Comment #18 by stephan.schiffels — 2013-01-30T15:29:45Z
Don and Walter, thanks for reducing the code and fixing the bug, all on a very short timescale! This is going to be a very important fix for me. Using the optimization switch is critical for me.

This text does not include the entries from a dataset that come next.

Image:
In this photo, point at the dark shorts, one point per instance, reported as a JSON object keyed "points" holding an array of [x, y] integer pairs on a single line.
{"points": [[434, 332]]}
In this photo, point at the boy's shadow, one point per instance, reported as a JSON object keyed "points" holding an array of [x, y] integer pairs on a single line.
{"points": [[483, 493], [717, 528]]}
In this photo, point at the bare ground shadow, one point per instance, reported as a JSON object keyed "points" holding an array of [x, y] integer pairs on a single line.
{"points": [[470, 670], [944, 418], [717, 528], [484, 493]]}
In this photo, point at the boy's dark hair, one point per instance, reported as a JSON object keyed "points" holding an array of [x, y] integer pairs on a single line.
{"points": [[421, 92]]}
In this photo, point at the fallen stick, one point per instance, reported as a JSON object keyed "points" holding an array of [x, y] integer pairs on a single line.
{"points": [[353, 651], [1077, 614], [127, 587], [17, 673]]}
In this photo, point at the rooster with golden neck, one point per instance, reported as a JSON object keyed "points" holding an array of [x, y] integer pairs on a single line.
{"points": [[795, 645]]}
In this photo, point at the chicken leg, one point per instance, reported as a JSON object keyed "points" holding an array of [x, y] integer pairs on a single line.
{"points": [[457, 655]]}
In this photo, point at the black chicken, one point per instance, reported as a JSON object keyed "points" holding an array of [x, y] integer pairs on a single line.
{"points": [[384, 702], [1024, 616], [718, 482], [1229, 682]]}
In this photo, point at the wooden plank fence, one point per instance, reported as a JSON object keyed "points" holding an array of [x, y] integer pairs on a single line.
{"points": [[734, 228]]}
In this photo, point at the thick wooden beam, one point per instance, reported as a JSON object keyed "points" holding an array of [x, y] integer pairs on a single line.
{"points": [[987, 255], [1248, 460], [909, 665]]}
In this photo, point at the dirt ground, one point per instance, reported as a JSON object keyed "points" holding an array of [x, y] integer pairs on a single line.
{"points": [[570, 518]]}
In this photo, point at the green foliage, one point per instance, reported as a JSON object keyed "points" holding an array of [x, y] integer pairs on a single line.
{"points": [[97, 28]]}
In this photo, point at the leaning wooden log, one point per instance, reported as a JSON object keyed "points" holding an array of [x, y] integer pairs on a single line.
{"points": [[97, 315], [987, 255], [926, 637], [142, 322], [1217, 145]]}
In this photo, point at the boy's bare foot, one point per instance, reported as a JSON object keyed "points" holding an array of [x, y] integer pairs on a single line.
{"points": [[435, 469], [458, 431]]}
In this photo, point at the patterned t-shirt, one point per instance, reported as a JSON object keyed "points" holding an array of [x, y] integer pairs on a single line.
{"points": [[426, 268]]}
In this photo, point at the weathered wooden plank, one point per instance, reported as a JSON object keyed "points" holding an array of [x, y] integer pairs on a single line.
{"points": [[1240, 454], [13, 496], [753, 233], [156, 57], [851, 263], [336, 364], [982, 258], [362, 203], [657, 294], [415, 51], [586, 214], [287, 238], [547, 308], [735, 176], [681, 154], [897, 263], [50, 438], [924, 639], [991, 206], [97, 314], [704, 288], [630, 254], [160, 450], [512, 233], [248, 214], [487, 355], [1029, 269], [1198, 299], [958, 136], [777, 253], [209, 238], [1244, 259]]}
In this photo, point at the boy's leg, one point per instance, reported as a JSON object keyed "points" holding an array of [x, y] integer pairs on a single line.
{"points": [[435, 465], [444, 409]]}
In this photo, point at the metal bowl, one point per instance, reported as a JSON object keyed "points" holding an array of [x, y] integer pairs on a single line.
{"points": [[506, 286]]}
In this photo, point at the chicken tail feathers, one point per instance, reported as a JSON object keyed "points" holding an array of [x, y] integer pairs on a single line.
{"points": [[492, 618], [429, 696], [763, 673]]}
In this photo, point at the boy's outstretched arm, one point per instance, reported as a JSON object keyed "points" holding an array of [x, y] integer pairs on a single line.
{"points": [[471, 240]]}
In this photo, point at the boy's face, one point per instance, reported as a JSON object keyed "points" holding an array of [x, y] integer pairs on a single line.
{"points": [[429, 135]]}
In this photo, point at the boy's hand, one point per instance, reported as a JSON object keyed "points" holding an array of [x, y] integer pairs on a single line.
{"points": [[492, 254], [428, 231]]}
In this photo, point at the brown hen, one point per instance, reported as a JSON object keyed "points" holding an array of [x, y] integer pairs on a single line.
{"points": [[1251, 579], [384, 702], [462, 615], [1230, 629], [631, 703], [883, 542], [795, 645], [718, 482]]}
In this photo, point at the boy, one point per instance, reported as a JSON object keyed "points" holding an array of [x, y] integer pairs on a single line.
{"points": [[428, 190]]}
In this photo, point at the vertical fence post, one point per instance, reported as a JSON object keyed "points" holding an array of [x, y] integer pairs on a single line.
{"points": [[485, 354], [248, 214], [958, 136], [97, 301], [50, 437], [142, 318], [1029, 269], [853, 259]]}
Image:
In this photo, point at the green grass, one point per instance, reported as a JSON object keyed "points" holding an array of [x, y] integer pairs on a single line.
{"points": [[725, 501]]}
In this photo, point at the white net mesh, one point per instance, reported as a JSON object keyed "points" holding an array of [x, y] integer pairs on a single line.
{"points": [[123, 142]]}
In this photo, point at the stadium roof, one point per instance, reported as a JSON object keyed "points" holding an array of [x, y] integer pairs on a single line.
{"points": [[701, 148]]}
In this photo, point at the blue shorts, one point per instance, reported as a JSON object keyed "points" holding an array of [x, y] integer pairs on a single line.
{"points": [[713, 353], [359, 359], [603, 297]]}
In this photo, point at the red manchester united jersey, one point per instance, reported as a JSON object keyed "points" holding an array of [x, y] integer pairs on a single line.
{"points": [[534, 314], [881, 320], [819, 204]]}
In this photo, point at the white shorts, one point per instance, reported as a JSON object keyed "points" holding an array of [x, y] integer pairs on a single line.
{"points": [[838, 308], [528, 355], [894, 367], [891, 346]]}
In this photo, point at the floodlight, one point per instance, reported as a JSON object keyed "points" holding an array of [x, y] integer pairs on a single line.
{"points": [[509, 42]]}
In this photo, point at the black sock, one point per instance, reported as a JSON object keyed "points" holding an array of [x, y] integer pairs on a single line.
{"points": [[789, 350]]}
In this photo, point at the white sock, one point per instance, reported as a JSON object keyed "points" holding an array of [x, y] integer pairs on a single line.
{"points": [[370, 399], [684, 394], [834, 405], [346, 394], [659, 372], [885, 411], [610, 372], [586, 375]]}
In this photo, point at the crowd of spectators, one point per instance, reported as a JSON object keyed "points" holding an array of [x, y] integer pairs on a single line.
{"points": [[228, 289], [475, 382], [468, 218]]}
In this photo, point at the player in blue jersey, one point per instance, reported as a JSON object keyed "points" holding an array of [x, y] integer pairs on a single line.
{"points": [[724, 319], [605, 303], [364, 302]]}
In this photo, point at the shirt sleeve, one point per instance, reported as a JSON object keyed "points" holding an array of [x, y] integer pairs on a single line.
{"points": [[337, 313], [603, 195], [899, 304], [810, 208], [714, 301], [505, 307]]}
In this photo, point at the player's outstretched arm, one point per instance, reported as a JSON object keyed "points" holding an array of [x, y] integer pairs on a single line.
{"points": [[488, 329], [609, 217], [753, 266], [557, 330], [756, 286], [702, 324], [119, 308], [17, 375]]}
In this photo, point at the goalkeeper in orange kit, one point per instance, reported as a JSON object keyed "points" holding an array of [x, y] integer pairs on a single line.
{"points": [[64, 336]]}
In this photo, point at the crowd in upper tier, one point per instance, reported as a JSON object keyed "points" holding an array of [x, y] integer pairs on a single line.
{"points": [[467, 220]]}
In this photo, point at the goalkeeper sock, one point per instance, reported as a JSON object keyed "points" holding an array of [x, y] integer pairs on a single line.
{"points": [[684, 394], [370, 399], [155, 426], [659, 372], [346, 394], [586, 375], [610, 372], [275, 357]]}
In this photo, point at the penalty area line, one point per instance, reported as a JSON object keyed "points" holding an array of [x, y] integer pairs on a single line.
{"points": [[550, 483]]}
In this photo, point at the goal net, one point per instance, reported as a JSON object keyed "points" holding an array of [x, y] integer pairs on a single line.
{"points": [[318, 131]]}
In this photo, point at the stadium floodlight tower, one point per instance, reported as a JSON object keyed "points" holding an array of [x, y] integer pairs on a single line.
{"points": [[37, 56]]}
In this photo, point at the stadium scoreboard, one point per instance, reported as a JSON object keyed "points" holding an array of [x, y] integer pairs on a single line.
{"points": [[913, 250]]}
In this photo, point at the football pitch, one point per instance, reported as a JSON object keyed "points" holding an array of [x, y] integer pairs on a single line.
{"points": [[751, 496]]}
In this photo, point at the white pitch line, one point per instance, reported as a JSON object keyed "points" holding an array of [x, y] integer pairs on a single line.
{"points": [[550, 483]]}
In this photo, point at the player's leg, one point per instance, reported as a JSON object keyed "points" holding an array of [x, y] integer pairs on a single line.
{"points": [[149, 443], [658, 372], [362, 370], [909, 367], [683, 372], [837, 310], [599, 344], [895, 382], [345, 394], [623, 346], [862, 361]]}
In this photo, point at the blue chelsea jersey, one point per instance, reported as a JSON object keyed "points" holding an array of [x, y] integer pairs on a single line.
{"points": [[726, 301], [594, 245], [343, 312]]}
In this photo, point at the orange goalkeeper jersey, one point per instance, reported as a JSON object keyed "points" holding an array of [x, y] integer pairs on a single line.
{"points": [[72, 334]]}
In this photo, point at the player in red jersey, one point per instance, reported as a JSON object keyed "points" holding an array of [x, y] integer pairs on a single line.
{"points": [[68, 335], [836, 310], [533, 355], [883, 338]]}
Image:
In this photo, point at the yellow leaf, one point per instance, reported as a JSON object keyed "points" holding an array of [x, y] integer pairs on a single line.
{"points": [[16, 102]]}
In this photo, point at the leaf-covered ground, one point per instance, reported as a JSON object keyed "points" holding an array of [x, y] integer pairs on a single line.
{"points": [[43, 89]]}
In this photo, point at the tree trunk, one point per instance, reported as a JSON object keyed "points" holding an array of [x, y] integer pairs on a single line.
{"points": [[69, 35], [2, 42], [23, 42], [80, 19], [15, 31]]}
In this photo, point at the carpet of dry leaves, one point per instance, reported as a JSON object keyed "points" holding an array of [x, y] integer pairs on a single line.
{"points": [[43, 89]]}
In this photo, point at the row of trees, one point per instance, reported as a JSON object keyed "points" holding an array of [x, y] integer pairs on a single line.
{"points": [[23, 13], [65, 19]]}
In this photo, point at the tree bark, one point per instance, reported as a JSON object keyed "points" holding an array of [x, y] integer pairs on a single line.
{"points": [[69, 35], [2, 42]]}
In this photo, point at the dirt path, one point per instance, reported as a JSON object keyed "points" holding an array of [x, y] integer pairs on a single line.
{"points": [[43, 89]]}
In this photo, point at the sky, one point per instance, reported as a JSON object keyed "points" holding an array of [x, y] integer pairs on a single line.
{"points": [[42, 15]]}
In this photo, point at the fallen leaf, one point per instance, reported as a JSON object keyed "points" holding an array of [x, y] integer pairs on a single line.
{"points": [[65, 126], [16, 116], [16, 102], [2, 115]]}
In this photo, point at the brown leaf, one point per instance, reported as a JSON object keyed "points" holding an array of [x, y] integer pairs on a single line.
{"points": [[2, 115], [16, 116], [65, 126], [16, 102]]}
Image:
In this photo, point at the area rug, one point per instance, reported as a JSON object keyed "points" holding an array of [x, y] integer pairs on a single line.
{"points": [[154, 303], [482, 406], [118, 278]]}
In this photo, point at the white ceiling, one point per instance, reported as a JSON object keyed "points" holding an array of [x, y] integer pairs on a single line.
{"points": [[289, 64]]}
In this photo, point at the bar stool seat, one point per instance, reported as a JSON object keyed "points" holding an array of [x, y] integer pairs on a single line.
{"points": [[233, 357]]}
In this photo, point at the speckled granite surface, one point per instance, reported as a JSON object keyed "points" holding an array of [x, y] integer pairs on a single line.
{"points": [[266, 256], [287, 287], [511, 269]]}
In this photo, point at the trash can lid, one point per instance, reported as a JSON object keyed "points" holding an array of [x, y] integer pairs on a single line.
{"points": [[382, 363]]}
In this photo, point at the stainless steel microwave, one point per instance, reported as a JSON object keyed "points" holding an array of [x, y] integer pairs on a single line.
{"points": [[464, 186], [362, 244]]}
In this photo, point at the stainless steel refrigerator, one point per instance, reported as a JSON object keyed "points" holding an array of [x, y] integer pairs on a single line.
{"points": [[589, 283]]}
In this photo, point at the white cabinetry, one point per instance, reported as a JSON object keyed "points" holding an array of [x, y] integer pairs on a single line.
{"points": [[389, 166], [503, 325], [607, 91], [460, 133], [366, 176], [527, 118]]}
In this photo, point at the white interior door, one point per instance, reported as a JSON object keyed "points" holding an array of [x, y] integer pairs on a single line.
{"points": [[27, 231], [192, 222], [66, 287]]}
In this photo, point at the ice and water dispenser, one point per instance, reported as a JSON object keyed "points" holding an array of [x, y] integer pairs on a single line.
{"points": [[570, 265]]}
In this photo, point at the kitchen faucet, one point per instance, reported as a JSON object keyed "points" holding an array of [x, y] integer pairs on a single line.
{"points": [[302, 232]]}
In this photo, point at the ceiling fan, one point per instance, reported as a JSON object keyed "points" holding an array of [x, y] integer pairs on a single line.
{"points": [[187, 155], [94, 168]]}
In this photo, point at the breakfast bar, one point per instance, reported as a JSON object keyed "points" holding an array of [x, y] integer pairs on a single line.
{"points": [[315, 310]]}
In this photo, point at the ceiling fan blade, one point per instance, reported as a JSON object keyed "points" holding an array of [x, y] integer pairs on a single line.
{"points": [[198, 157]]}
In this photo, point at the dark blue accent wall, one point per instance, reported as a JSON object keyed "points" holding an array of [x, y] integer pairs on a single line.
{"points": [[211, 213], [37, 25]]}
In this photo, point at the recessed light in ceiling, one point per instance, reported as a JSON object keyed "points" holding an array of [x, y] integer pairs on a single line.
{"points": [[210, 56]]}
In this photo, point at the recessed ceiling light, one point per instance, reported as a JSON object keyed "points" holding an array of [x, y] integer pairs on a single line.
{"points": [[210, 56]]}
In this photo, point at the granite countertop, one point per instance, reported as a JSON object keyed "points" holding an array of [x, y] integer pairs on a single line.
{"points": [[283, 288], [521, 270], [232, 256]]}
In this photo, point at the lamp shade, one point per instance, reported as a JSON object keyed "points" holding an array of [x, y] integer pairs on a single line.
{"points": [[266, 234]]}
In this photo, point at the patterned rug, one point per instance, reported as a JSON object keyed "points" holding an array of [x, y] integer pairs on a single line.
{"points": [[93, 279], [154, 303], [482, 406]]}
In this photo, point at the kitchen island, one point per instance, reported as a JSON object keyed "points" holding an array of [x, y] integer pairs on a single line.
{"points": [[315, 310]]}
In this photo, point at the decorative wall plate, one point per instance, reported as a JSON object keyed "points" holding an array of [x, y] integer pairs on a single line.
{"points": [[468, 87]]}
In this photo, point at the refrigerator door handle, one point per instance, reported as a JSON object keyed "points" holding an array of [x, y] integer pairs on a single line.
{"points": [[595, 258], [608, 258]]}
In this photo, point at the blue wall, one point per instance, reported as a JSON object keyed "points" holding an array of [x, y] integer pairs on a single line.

Stephan
Comment #19 by github-bugzilla — 2013-01-30T17:18:24Z
Commits pushed to master at https://github.com/D-Programming-Language/dmd https://github.com/D-Programming-Language/dmd/commit/06d991f039eab23561398aea4ea764ea49a6dea4 fix Issue 9387 - Compiler switch -O changes behavior of correct code https://github.com/D-Programming-Language/dmd/commit/9f3ab3f0b4713bd12a3ada71ca783bab1edae663 Merge pull request #1584 from WalterBright/b45 fix Issue 9387 - Compiler switch -O changes behavior of correct code
Comment #20 by clugdbug — 2013-01-31T00:52:53Z
> Don and Walter, thanks for reducing the code and fixing the bug, all on a very short timescale! Thanks. Optimizer bugs get top priority, and this was the one of the worst bugs of all time. I found test cases where the executable was wrong, yet still produced correct results in 90% of runs. I don't think I've ever seen a bug that was so difficult to reduce.